Lets talk about something yummy. Today, as I was preparing noodles
for my children, I just started thinking about the history of noodles,
how it is made and so on. Let me share my findings with you, of course
with some great photographs





It is believed that Chinese invented the noodles for the first time.
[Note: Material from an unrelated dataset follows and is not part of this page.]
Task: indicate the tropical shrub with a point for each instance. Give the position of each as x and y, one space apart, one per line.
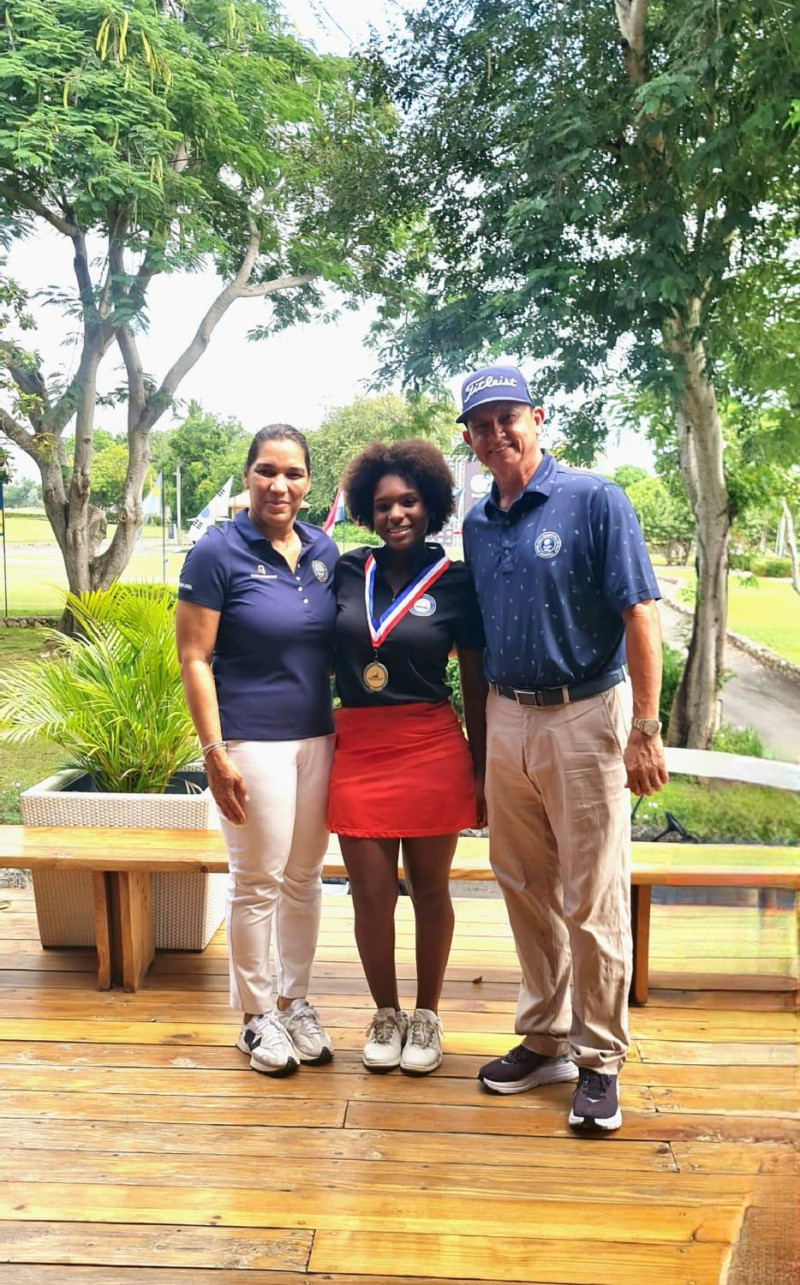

A team of archaeologists, reporting in the British journal Nature, say there is now
incontrovertible proof that China was faster to the pasta.

They discovered 4,000-year-old long, boiled strands of noodles protected by an upside-down bowl, embedded in a fine, brownish-yellow clay on a terrace of the Yellow River at Lajia, north-western China.
The site, on a flood plain whose sediments are three metres thick, has been under careful excavation since 1999.
The age of the find comes from carbon dating of the sediments in its lay.
The Neolithic noodles show no trace of the durum wheat, bread wheat or barley that usually make up today's pasta.
Instead, they are made from millet, one of the first grass plants to be farmed in the semi-arid plateau of north-western China.
"The noodles were thin (about 0.3 centimetres in diameter), delicate, more than 50 centimetres in length and yellow in colour," say the delighted researchers, led by Lu Houyuan of the Institute of Geology and Geophysics at the Chinese Academy of Sciences in Beijing.
"They resemble the La-Mian noodle, a traditional Chinese noodle that is made by repeatedly pulling and stretching the dough by hand."






How to make noodles without egg
Ingredients:
2 cups Wheat Flour, Whole-grain
1 teaspoons salt, table
3/4 cups Water
1 tablespoons Olive Oil


Instructions:
In a large bowl, mix flour and salt. Add warm water and stir to make a stiff dough. Increase water if dough seems too dry.

Pat the dough into a ball and turn out onto a lightly floured surface. Knead for 10 to 15 minutes. Cover. Let dough rest for 20 minutes.

Roll out with rolling pin to desired thickness, working with 1/4 of dough at a time. Cut into 1/4 to 1/2 thick strips. Let dry for at least 2 hours.

Add to boiling water and cook until soft, about 8-12 minutes.